Final answer:
The correct answer to the question is 'c', which states that accurate DNA sequences flanking the target gene are required for homologous recombination in gene targeting or disruption constructs. This facilitates only the desired genetic modifications, often visible through phenotypic changes such as antibiotic resistance or reporter gene disruption.
Step-by-step explanation:
The question asks whether targeting constructs or disruption constructs require significant knowledge of the sequence of the target gene. The correct answer is c. DNA sequences flanking the target gene must be accurately known and incorporated into the targeting construct to facilitate precise homologous recombination at the intended site. This ensures that the changes made will affect only the targeted gene and not other parts of the genome. For example, with antibiotic resistance markers, such as those used for ampicillin resistance, bacteria that have successfully incorporated the plasmid with the desired genetic alterations can grow in the presence of the antibiotic, indicating successful gene targeting.
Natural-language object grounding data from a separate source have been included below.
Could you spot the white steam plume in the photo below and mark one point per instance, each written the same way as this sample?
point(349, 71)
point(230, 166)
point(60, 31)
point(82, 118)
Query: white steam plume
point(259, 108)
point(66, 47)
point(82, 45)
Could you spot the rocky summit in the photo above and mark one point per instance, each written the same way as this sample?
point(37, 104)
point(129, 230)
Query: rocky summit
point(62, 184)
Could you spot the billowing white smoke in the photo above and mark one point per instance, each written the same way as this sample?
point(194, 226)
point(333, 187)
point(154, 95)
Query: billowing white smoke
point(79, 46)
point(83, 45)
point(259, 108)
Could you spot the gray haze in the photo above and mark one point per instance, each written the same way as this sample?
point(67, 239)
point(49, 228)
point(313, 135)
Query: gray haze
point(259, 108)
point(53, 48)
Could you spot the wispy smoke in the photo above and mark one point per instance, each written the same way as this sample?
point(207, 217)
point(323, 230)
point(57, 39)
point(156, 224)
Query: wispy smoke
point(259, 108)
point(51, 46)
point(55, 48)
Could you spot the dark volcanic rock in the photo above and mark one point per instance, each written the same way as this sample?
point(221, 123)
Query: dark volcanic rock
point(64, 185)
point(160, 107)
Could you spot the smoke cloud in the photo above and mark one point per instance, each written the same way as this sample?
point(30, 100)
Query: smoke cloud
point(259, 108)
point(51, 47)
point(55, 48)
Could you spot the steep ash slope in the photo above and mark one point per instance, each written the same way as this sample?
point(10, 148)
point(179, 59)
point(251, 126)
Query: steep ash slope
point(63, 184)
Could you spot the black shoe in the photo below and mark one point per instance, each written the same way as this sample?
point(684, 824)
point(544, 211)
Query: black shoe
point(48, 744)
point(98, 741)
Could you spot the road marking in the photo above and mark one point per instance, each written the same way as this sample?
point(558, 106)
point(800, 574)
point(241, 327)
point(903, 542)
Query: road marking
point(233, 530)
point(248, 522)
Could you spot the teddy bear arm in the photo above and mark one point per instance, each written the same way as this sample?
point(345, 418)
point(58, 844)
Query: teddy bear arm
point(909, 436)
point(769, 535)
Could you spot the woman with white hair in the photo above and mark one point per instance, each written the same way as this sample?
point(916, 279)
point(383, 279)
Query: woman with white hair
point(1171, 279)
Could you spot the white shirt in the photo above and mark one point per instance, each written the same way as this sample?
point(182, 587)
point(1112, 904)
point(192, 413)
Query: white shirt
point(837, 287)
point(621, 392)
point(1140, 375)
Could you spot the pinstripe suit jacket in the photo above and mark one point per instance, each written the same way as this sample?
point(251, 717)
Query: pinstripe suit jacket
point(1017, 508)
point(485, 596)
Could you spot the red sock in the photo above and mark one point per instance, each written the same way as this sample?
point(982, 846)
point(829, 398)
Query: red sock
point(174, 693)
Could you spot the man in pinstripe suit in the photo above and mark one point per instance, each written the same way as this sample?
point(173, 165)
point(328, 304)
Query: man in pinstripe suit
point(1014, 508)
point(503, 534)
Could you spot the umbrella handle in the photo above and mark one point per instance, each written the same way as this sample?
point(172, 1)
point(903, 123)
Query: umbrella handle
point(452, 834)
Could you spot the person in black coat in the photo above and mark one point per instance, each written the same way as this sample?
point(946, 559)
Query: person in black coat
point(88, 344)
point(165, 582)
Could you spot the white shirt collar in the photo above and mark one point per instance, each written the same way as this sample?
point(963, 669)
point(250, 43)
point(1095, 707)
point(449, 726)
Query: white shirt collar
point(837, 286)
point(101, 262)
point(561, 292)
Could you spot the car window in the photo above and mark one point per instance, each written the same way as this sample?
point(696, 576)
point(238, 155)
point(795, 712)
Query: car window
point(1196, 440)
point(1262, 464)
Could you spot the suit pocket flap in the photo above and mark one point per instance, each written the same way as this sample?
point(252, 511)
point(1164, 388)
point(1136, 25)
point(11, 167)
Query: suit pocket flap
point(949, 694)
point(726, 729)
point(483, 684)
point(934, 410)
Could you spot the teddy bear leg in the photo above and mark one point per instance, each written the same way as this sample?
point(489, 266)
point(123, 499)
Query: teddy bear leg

In recombinant DNA technology, this process involves cutting both foreign DNA and a plasmid with the same restriction enzyme and allowing them to anneal. If the insert disrupts a reporter gene, such as lacZ, which metabolizes X-gal, this can alter the phenotype of the host cells (e.g., the color of the colonies), making it easier to identify those with the recombinant plasmid. Accurate gene targeting, particularly in applications like CRISPR/Cas9, requires careful design of the guide RNA to match the target sequence to induce site-specific genetic modifications.